Entscheidungsdatum: 10.06.2010
Bei der Berechnung des Streitwerts sind über die umstrittene Beitragsforderung hinaus Säumniszuschläge werterhöhend zu berücksichtigen. Die Befugnis zur Änderung des von den Vorinstanzen festgesetzten Streitwerts besteht auch, wenn eine Nichtzulassungsbeschwerde als unzulässig verworfen wird.
Die Beschwerde gegen die Nichtzulassung der Revision durch das Landessozialgericht (LSG) ist als unzulässig zu verwerfen (§ 160a Abs 4 Satz 1 iVm § 169 des Sozialgerichtsgesetzes <SGG>). Die Klägerin hat zur Begründung ihrer Beschwerde keinen der in § 160 Abs 2 SGG abschließend aufgeführten Zulassungsgründe (grundsätzliche Bedeutung, Abweichung oder Verfahrensmangel) gemäß § 160a Abs 2 Satz 3 SGG schlüssig dargelegt oder bezeichnet. Da der Beschluss kurz begründet werden soll, jedoch von einer Begründung abgesehen werden kann, wenn sie nicht geeignet ist, zur Klärung der Voraussetzungen der Revisionszulassung beizutragen (§ 160a Abs 4 Satz 2 SGG), beschränkt sich der Senat auf folgende Hinweise:
Die Klägerin stützt ihre Beschwerde auf den Zulassungsgrund der Abweichung. Eine Abweichung iS des § 160 Abs 2 Nr 2 SGG ist nur dann hinreichend dargetan, wenn aufgezeigt wird, mit welcher genau bestimmten entscheidungserheblichen rechtlichen Aussage die angegriffene Entscheidung des LSG von welcher ebenfalls genau bezeichneten rechtlichen Aussage des Bundessozialgerichts (BSG), des Gemeinsamen Senats der obersten Gerichtshöfe des Bundes (GmSOGB) oder des Bundesverfassungsgerichts (BVerfG) abweicht (BSG SozR 1500 § 160a Nr 21, 29 und 54). Eine Abweichung liegt nicht schon vor, wenn die angefochtene Entscheidung nicht den Kriterien entsprechen sollte, die das BSG, der GmSOGB oder das BVerfG aufgestellt haben, weil die Unrichtigkeit einer Entscheidung im Einzelfall nicht die Zulassung einer Revision wegen Abweichung rechtfertigt. Erforderlich ist vielmehr, dass das LSG diesen Kriterien widersprochen und über den Einzelfall hinausgehende andere rechtliche Maßstäbe entwickelt hat. Nicht die - behauptete - Unrichtigkeit der Entscheidung im Einzelfall, sondern die fehlende Übereinstimmung im Grundsätzlichen vermag die Zulassung wegen Abweichung zu begründen (vgl Krasney/Udsching, Handbuch des sozialgerichtlichen Verfahrens, 5. Aufl 2008, IX, RdNr 196 mwN; BSG SozR 3-1500 § 160a Nr 34).

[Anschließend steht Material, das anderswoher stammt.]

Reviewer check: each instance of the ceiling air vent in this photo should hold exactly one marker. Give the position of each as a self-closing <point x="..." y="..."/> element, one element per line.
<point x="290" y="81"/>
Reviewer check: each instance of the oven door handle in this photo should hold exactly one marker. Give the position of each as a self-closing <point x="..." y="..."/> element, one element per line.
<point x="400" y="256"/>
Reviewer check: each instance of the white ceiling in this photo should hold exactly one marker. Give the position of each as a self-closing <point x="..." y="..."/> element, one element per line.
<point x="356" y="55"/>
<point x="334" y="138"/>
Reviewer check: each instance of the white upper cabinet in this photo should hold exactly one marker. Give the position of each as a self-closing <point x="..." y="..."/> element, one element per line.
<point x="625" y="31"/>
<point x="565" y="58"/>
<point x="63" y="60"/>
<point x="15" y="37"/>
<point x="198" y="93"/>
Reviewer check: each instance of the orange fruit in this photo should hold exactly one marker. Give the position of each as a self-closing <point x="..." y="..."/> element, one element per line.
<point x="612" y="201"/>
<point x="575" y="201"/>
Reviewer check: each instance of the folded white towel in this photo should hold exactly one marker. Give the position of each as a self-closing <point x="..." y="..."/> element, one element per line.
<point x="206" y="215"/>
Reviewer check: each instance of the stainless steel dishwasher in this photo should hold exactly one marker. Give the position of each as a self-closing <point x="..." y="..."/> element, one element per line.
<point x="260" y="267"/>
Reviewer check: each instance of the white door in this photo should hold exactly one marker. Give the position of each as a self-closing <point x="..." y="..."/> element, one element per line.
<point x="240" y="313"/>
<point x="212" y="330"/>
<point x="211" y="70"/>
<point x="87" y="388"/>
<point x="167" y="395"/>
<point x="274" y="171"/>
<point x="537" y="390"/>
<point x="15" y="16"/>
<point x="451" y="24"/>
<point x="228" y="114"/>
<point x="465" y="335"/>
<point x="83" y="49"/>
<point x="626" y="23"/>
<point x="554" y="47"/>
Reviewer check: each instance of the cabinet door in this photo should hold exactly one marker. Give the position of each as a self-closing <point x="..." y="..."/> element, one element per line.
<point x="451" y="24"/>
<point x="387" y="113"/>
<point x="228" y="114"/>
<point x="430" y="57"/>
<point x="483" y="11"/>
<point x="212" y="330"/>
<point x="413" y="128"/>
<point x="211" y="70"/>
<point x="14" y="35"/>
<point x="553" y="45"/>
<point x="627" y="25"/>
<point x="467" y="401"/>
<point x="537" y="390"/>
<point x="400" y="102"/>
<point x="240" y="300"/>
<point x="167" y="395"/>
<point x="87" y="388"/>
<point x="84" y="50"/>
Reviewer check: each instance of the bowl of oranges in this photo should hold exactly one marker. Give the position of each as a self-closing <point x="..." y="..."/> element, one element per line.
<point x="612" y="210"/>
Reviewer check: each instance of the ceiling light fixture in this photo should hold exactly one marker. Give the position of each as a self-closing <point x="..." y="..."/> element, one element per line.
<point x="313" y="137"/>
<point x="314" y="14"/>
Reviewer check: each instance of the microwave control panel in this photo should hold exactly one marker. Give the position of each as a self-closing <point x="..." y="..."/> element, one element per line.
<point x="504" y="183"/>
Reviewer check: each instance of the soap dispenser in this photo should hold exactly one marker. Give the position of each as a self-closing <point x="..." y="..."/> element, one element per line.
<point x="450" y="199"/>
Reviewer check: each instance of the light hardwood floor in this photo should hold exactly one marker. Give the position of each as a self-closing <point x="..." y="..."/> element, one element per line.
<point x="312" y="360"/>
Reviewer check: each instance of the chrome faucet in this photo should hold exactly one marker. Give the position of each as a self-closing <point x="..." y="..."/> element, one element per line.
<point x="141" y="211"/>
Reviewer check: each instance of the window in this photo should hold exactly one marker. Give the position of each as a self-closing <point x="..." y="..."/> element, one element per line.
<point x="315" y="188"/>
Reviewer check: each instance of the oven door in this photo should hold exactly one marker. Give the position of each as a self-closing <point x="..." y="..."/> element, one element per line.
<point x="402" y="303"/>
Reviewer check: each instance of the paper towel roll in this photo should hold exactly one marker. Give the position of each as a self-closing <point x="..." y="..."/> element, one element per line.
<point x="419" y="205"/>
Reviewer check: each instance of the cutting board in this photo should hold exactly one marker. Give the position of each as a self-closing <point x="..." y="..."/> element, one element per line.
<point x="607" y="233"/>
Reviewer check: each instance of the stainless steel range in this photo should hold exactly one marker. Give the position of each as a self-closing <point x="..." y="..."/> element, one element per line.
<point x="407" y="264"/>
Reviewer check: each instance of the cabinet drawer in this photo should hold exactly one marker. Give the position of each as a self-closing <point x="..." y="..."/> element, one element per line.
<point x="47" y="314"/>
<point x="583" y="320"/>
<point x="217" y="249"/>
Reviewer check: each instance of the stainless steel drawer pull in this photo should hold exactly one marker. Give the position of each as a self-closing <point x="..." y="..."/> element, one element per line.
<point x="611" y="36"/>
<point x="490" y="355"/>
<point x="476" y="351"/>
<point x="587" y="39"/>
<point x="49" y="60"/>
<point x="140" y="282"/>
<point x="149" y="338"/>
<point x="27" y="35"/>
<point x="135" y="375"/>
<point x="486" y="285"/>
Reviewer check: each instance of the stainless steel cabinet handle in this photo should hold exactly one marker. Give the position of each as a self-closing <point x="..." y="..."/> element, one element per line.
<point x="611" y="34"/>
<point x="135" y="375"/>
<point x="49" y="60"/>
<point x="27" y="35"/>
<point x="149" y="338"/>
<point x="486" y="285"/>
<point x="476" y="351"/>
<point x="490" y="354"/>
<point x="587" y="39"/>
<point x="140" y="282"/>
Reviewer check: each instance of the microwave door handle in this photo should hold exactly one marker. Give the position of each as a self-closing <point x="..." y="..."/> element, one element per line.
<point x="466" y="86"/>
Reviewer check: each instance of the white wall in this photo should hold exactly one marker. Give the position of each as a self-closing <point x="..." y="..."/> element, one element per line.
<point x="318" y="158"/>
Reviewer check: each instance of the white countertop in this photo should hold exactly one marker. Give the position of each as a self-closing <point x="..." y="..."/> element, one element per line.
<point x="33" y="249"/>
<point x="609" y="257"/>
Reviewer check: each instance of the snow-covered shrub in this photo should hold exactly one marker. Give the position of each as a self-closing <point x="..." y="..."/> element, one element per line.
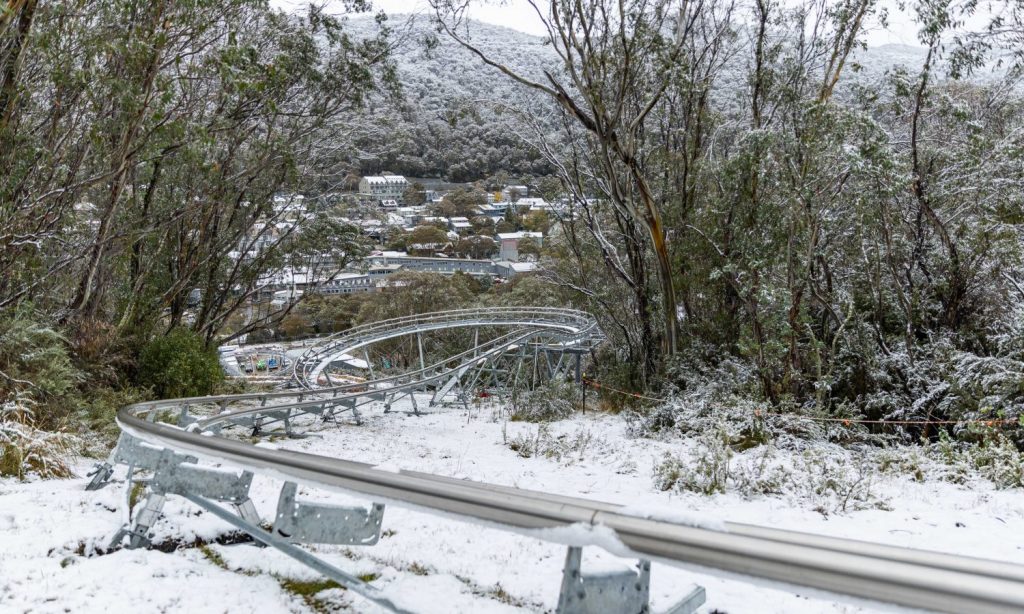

Diese Voraussetzungen sind dem Vorbringen der Klägerin nicht zu entnehmen. Insbesondere mangelt es an der Formulierung eines Rechtssatzes, der der Entscheidung des LSG entnommen wurde und der einem entsprechenden Rechtssatz in der von der Klägerin angeführten Entscheidung des BSG vom 16. Dezember 1999 (- B 14 KG 1/99 R - BSGE 85, 240 = SozR 3-5870 § 1 Nr 17) gegenübergestellt wird. Die Aussage, das LSG habe eine Entsendung nach deutschem und ungarischen Recht geprüft und sei zu einem bestimmten Ergebnis gelangt, genügt den aufgezeigten Begründungserfordernissen nicht. Eine Abweichung im Grundsätzlichen wird von der Klägerin damit nicht aufgezeigt.
Des Weiteren rügt die Klägerin eine grundsätzliche Bedeutung des Rechtsstreits nach § 160 Abs 2 Nr 1 SGG. Die Darlegung der grundsätzlichen Bedeutung der Rechtssache erfordert zunächst die Formulierung einer bestimmten abstrakten Rechtsfrage, der eine grundsätzliche, über den Einzelfall hinausgehende Bedeutung beigemessen wird (BSG SozR 1500 § 160a Nr 11). Eine grundsätzliche Bedeutung der Rechtssache ist gegeben, wenn zu erwarten ist, dass die Revisionsentscheidung die Rechtseinheit in ihrem Bestand erhalten oder die Weiterentwicklung des Rechts fördern wird. Daher ist aufzuzeigen, ob und inwieweit zu der aufgeworfenen Frage bereits Rechtsgrundsätze herausgearbeitet sind und in welchem Rahmen noch eine weitere Ausgestaltung, Erweiterung oder Änderung derselben durch das Revisionsgericht zur Entscheidung des vorliegenden Rechtsstreits erforderlich erscheint (vgl Krasney/Udsching, aaO, IX, RdNr 65 und 66; P. Becker, SGb 2007, 261, 266). Diesen Anforderungen wird die Beschwerdebegründung hinsichtlich keiner der der Beschwerdebegründung der Klägerin zu entnehmenden Fragen gerecht.
Hinsichtlich der Frage
"wie Verwaltungsakte ausländischer Sozialversicherungsträger zu behandeln sind, wenn deren Rechtsordnung andere Vorschriften aufweist, als diese nach der Rechtsordnung der Bundesrepublik Deutschland festzustellen sind",
wird schon nicht aufgezeigt, welche Rechtsgrundsätze es zur Berücksichtigung von Verwaltungsakten ausländischer Träger gibt und in wie weit diese angesichts des vorliegenden Verfahrens einer weiteren Ausgestaltung und Fortentwicklung bedürfen.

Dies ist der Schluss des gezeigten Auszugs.